And in Alaska, the groups are challenging a state law that bans abortion in outpatient health centers after the first trimester of pregnancy, claiming it forces many women to leave the state to obtain an abortion after the first trimester.
“Now more than ever, we face a serious threat to women’s reproductive rights, but the reality is abortion access is already deeply restricted for many women in this country,” said Julie Rikelman, interim vice president of the U.S. legal program at the Center for Reproductive Rights.
The groups said that they have concerns about the incoming Trump administration. President-elect Donald Trump has praised Planned Parenthood in the past, but threatened during the campaign to defund it. Trump said that he opposes abortion and will appoint antiabortion judges to the Supreme Court. Vice President-elect Mike Pence has made attempting to defund Planned Parenthood one of his biggest crusades, introducing the first legislation to do so while he was in Congress in the 1990s — and congressional Republicans now see a major opening for the effort. Trump’s choice for health and human services secretary, Rep. Tom Price (R-Ga.), has also supported defunding efforts.
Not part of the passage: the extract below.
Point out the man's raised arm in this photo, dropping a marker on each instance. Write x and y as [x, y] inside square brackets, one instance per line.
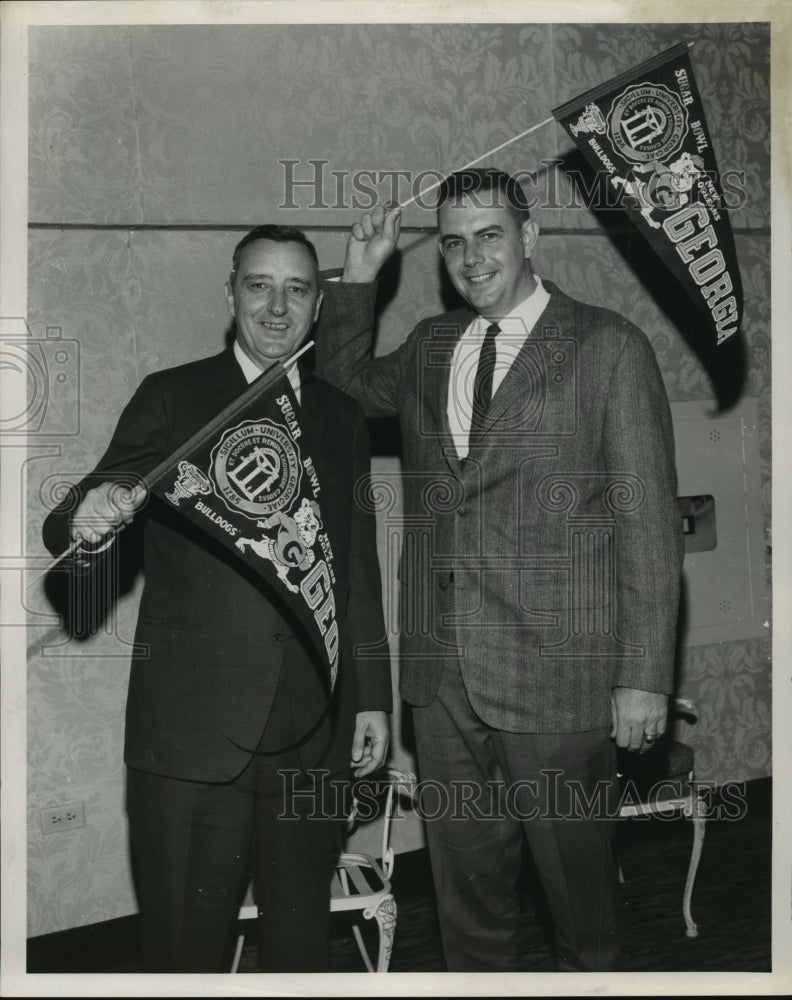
[346, 322]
“This is the biggest threat we have seen, to be frank,” said Raegan McDonald-Mosley, chief medical officer of Planned Parenthood Federation of America.
But the advocates said that access to women’s health services, particularly abortion, has already been chipped away on the state level for years with laws like the ones that were challenged Wednesday.
“States across the country have quietly enacted laws that restrict a women’s right to have an abortion,” said Jennifer Dalven, director of the ACLU’s reproductive freedom project. “The reality is in many places across our country today, a woman cannot get an abortion if she needs one.”